Deployment Of Mil-88b(Fe)/Tio2 Nanotube-Supported Ti Wires As Reusable Electrochemiluminescence Microelectrodes For Noninvasive Sensing Of H2o2 From Single Cancer Cells

As one of the significant intracellular signaling molecules, hydrogen peroxide (H2O2) regulates some vital biological processes. However, it remains a challenge to develop noninvasive electrodes that can be used for sensing trace H2O2 at the cellular level. Here, we evaluated a high-performance solid-state electrochemiluminescence (ECL) H2O2 sensor based on MIL-88B(Fe) nanocrystal-anchored Ti microwires. Semiconducting TiO2 nanotubes (TiNTs) vertically grown around a Ti wire via an anodization technique act as an intrinsic ECL luminophore. By integrating with MIL-88B(Fe), the synergistic effect of the TiO2 luminophore and the remarkable peroxidase-like activity of MIL-88B(Fe) enable the resulting H2O2 sensor an ultrahigh sensitivity featuring a minimum detection limit of 0.1 nM (S/N = 3), long term stability, high durativity, and wide-range linear response to a concentration of up to 10 mM. To demonstrate the concept of a MIL-88B(Fe)gTiO(2) microelectrode for single-cell sensing, the electrode was used to detect intracellular H2O2 in a single cell.

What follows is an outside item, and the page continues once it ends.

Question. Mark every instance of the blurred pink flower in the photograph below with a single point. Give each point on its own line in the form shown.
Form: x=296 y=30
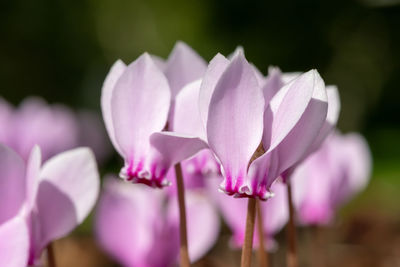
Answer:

Moreover, benefiting from the heterojunction of MIL-88B(Fe)/TiO2, the microelectrode was found to exhibit excellent photocatalytic activity in the visible-light range, that is, the sensor surface can be self-cleaning after a short visible-light treatment. These advanced sensor characteristics involving easy reusability reveal that the MIL-88B(Fe)@aTiO(2) microelectrode is a new platform for cytosensing. This study provides a new strategy to design semiconductor materials with arbitrary shape and size, allowing for profound applications in biomedical and clinical analysis.